Свет, свет, свет. Что-то стремительно вспоминается, а что-то уходит. С воспоминаниями уходит боль. На смену ей, в пустоту, заходит чувство вины. Оно еще сильнее, еще страшнее, еще больнее, чем была сама боль. Его выносить невозможно, и сострадание себе его не лечит. Пусть лучше вернется боль, вернется, пока не поздно. К ней я уже привыкла, привыкла к чувству потери. А откуда эта вина? Она идет вместе со светом…

Ни от кого я не слышала своего имени. Как обращалась ко мне сестра? И почему я звала её Лесей? Что за женщина всё кричала в моих воспоминаниях? А тот мужчина – зачем он искал меня? Пройдя через мой сон, он проделал такой путь лишь для того, чтобы взглянуть мне в глаза? И почему мне так плохо от одного воспоминания о нем? Зеркала… Белые простыни… Это уже было…

Ещё свет. Теперь он слепит глаза. Он проникает в мои глаза, он открывает что-то в голове. Боль вины. Вина за преступление. Вот оно, найдено.


***
Та женщина, и мужчина, и это имя – Леся, этот крик на губах женщины. Это было последнее, что запомнилось мне перед тем, как было совершено преступление.

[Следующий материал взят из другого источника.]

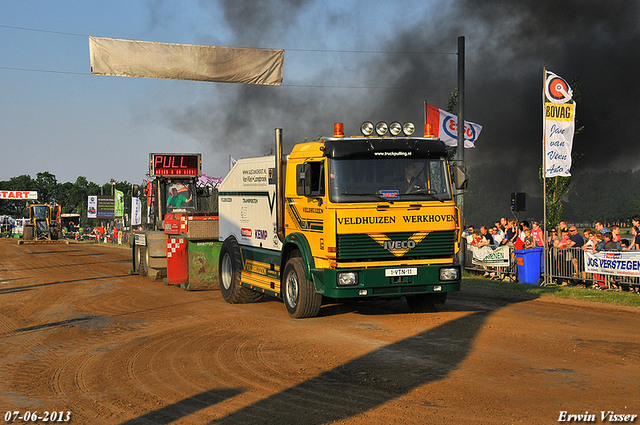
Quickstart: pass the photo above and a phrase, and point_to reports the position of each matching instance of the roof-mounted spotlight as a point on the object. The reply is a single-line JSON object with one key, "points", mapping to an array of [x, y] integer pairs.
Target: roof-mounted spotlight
{"points": [[395, 128], [366, 128], [408, 128], [382, 128]]}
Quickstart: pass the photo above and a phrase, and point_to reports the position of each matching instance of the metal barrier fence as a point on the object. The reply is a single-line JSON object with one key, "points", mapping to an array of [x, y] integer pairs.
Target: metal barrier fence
{"points": [[509, 272], [562, 266]]}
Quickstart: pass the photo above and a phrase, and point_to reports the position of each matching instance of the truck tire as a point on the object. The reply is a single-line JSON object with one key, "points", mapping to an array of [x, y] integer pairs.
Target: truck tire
{"points": [[28, 233], [424, 303], [298, 292], [230, 274]]}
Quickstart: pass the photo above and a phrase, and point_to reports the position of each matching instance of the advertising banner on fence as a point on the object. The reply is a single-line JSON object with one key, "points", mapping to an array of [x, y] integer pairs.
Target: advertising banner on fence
{"points": [[613, 263], [92, 207], [18, 194], [490, 257], [559, 125], [445, 126], [136, 212], [119, 203]]}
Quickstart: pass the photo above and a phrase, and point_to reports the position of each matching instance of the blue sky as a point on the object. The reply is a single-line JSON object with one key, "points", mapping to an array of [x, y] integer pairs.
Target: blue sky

У меня не было семьи в полный рост там, в зеркале. Не было сестры Леси. Моих родителей не убивали. Преступление было совершено мной. Только теперь оно вспомнилось, высветилось в памяти. Больше – ничего. Только мужчина, и женщина, и зеркала в комнате, и еще крик – Ле-е-еся!
Что такое было – «я» там, в этой комнате, при этом убийстве? Что толкнуло меня на преступление? Сколько лет прошло после него там, в земной жизни?

Свет ближе. Ближе. Кем всё же был Связной – орудием моего наказания? Кто такая Леся и что связывало нас в той, прежней жизни – одно ли преступление на двоих? Почему ей дана был Кошка – как утешение, как помощь? Почему мне не было дано ни-че-го?

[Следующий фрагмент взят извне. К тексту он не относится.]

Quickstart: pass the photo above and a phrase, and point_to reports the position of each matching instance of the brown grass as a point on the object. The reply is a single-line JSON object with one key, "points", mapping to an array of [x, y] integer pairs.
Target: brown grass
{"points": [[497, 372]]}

Ещё пара шагов, и…   Последняя попытка: кто наказал меня ТАК? В какой из религий есть такой ад? В какой из священных книг он описан? Какая религия была у меня? Была ли она? И важно ли определенное название? Даже безверие не стало защитой от наказания…

Никаких ответов на эти вопросы. Никаких воспоминаний. Только одно – преступление длиной в несколько минут. А за ним – понесённое наказание в целую жизнь. Две девочки в комнате. Убийство родителей. Предательство Друга. Самоубийство как невозможность терпеть, как попытка уйти от дальнейших мучений. И над всем этим – острое, покрывающее всё и вся чувство вины. Зеркала покрываются простынями. Наказание ложится на преступление.

***
Вот и очередной поворот. За ним больше нет тупика. Только свет. Свет как продолжение моего коридора, свет как выход из него.

***
Обновленная, очищенная, освобожденная, моя душа возвращалась на землю  для новой жизни.